The stylized, branching horns jutting from the jawline and temples glowed cobalt blue, like gas-jet flames. The interlaced fangs in the snarling mouth slid apart like the tumblers of a lock and a torrent of black, rancid blood jetted out over the curled lips to splash down the front of his shirt.

He jumped up and smashed his head into the luggage compartment, fell back into his seat. The blood all over him was cold and sticky and alive with twitching, scuttling things that disappeared under his clothing before he could tear them off. His screams went unheard by the other passengers. The blind girl’s bony arms barred his escape. She pressed closer, still coughing up gouts of infested blood and he was drenched and drowning in it when he threw out his hands to pry the mask off her face.

The mask came off with a sound like rusty nails worming out of rotten wood.
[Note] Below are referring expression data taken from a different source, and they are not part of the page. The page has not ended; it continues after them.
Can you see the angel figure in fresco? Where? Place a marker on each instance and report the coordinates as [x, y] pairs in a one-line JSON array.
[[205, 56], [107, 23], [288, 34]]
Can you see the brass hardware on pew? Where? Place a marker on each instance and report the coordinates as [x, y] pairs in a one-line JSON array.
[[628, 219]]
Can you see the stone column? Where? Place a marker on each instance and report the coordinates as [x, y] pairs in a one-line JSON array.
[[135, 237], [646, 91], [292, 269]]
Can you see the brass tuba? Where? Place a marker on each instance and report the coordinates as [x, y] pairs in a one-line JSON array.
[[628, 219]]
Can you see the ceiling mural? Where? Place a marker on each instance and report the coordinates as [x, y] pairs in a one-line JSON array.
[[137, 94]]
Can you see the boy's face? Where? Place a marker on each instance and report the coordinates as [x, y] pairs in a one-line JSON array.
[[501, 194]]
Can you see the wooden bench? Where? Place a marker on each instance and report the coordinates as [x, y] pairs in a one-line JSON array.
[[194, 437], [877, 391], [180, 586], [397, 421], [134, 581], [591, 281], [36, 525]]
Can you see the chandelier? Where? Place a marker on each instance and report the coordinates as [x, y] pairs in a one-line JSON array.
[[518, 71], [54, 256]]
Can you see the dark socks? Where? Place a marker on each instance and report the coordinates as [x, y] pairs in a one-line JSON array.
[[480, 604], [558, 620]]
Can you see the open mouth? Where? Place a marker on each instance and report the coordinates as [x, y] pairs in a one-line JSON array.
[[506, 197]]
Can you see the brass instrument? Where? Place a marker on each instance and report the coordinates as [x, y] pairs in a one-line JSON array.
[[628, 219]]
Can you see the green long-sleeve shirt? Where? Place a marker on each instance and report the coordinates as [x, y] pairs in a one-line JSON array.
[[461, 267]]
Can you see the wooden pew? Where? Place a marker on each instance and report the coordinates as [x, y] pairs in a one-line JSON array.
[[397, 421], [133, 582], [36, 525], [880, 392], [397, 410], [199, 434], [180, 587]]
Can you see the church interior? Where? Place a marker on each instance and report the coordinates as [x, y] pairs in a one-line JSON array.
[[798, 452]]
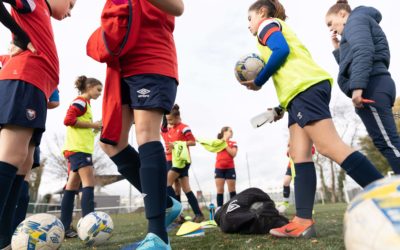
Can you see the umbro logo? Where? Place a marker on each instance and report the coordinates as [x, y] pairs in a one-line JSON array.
[[232, 206], [143, 93], [30, 114], [299, 115]]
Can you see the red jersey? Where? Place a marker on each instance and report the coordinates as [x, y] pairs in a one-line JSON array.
[[40, 69], [224, 159], [154, 51], [179, 132]]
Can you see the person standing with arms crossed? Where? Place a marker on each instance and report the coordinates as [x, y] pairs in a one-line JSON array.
[[363, 56], [26, 82]]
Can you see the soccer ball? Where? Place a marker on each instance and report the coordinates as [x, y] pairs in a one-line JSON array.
[[95, 228], [39, 231], [372, 219], [248, 66]]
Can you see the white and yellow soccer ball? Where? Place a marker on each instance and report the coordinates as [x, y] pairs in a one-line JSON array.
[[248, 67], [372, 219], [39, 231], [95, 228]]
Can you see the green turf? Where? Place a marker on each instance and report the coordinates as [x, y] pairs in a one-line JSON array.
[[132, 227]]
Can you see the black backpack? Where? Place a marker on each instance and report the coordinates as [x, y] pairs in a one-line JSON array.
[[249, 212]]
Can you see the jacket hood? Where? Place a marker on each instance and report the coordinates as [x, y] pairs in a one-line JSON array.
[[370, 11]]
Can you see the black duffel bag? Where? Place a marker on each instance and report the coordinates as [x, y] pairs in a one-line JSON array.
[[249, 212]]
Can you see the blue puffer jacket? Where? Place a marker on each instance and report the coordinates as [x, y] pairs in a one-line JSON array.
[[364, 50]]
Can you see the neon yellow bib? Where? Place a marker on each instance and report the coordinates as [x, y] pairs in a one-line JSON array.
[[81, 139], [298, 73]]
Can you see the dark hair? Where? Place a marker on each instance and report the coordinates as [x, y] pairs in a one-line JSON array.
[[175, 111], [274, 7], [82, 82], [223, 130], [340, 5]]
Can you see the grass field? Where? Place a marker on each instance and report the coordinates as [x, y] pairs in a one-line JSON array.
[[132, 227]]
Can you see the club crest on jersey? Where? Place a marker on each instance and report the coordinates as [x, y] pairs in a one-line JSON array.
[[232, 206], [143, 93], [30, 114]]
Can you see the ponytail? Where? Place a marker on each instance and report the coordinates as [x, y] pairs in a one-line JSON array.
[[340, 5], [274, 8]]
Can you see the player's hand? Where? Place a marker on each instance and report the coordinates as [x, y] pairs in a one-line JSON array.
[[335, 40], [278, 113], [250, 85], [357, 98], [14, 50]]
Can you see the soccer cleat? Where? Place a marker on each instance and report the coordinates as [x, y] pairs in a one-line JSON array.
[[198, 218], [153, 242], [180, 219], [70, 233], [173, 212], [295, 230]]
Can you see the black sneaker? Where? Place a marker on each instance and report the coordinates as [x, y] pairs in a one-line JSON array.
[[70, 233]]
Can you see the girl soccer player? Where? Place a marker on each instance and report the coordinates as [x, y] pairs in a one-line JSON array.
[[363, 56], [26, 82], [178, 131], [303, 89], [225, 166], [146, 71], [78, 149]]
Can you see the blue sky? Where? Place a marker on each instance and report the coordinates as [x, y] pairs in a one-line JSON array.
[[210, 37]]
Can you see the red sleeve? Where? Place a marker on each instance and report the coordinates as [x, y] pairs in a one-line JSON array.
[[75, 110]]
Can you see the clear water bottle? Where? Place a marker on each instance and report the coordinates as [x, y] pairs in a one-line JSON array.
[[211, 208]]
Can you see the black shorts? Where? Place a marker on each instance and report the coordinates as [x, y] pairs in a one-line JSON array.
[[80, 160], [149, 91], [311, 105], [228, 174], [24, 105], [36, 158], [183, 172]]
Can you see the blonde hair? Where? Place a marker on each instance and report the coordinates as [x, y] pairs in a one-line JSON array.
[[82, 82], [274, 7], [340, 5]]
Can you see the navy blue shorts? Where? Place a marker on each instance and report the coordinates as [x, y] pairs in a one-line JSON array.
[[36, 158], [183, 172], [24, 105], [149, 91], [311, 105], [80, 160], [288, 171], [228, 174]]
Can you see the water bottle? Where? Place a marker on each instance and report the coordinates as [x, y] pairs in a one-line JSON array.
[[211, 208]]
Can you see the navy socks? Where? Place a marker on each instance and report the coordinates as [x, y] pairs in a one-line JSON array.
[[87, 202], [304, 187], [7, 219], [67, 207], [153, 175], [128, 164], [220, 200], [360, 169], [22, 205], [7, 175], [194, 203]]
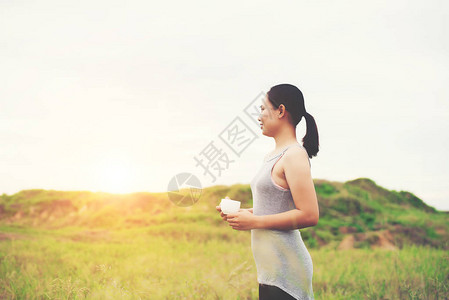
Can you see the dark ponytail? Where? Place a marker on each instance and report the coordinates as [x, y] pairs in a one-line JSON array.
[[311, 141], [293, 100]]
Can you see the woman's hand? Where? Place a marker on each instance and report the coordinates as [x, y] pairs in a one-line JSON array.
[[242, 220], [223, 216]]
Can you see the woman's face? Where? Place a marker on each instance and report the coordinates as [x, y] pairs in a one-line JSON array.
[[267, 118]]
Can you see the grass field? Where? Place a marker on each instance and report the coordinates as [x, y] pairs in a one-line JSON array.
[[196, 261]]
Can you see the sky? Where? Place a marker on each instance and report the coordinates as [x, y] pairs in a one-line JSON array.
[[123, 97]]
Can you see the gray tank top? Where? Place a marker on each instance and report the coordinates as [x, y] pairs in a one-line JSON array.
[[281, 256]]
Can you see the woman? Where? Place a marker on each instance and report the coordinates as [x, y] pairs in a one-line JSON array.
[[284, 199]]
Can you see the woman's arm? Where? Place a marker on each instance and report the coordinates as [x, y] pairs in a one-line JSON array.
[[299, 179]]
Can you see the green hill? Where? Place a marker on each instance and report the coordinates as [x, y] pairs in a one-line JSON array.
[[353, 214]]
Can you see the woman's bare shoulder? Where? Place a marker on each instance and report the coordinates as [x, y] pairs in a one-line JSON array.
[[298, 154]]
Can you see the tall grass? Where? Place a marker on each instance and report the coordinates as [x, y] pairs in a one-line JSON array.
[[196, 261]]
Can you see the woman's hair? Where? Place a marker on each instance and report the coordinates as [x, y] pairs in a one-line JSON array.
[[293, 100]]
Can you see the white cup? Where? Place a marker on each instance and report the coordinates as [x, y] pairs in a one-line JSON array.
[[229, 206]]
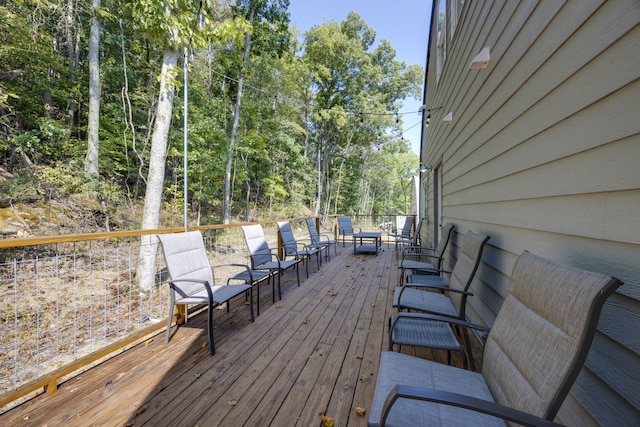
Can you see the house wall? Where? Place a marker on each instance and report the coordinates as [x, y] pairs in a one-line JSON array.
[[543, 154]]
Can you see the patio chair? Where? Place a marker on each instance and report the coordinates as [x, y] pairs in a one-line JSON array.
[[192, 278], [532, 356], [403, 229], [345, 228], [434, 256], [321, 242], [296, 249], [254, 278], [415, 296], [262, 257]]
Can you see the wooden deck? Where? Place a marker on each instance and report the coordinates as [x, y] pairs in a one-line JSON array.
[[313, 353]]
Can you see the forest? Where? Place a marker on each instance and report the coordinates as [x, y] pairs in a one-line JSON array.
[[99, 98]]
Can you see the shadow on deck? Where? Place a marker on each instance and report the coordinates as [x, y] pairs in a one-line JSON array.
[[313, 353]]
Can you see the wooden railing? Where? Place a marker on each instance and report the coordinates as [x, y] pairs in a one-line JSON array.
[[68, 302]]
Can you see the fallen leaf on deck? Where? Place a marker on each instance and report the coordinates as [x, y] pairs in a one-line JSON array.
[[327, 421]]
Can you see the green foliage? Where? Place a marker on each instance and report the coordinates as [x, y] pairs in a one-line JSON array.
[[69, 179], [308, 121]]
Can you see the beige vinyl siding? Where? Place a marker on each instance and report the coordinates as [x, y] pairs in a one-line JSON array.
[[543, 154]]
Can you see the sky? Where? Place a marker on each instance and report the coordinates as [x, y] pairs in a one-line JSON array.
[[404, 23]]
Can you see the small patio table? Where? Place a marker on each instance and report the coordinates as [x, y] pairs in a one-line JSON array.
[[367, 242]]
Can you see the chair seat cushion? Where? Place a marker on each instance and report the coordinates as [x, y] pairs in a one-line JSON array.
[[398, 368], [416, 265], [221, 294], [421, 300], [423, 333]]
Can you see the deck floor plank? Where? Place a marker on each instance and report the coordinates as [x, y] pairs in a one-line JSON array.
[[313, 353]]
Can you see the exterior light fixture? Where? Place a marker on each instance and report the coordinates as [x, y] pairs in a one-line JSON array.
[[482, 59]]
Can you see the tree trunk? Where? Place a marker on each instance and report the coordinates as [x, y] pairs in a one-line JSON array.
[[226, 200], [93, 140], [155, 178]]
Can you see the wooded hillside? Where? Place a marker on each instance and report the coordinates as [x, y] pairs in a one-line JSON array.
[[278, 124]]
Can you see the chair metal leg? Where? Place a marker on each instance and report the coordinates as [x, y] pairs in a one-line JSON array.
[[168, 337], [212, 349]]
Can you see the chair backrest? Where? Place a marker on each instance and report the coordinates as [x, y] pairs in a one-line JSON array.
[[416, 235], [186, 258], [288, 239], [257, 245], [344, 225], [542, 334], [465, 268], [447, 231], [313, 232], [404, 225]]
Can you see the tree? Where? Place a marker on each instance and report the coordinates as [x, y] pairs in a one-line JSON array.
[[93, 131], [356, 90], [176, 25]]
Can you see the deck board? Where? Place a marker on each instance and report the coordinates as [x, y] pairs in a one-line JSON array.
[[314, 353]]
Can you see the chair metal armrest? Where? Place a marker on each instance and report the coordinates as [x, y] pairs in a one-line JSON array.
[[438, 287], [433, 270], [461, 401], [206, 284]]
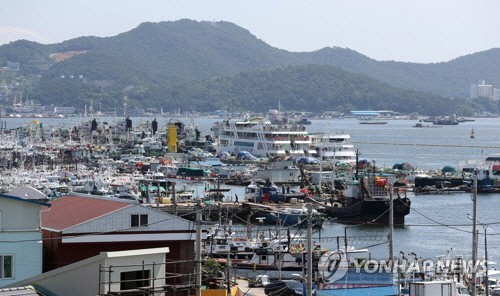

It took her face off with it and she crushed him into the wall, her cold, slimy cheekbone hard against his chest.

He might’ve screamed when he woke up. His face was stuck to the cold window. Every other part of his body was crawling with sweat. He was groggy as if he’d popped a couple Ambien on top of a few shots of tequila.

Slowly, deliberately, he turned and looked at the blind girl. She sat bolt-upright in her seat, her head thrown back against the unyielding headrest, her steady breath like plumbing gurgling past a ferocious blockage.

Her traytable was unfolded, and a half-empty Styrofoam cup rested on it beside a foil bag with some kind of pickled fruit spilling out of it, and her plastic rosary beads, glowing like plutonium in the blue murk. Beverage service had come and gone while he slept.

Her dress was homespun cotton, richly embroidered with garish butterflies and birds. As he studied her, fighting the urge to pinch himself, she was wracked with a string of wet, red choking coughs. Fuck this noise, he thought, and grabbed his bag. Gingerly clearing the junk from her traytable, he folded it against the back of 10C and undid his seatbelt.

The cabin was hotter than the fucking Yucatan. His inner ears throbbed as they always did when he flew, but they felt like he was deep underwater, and not skipping over the upper atmosphere. The only light came from the spotty fiber-optic strips along the aisle, and a couple spotlights over passengers nodding over laptops or reading Kindles with iPod plugs in their ears.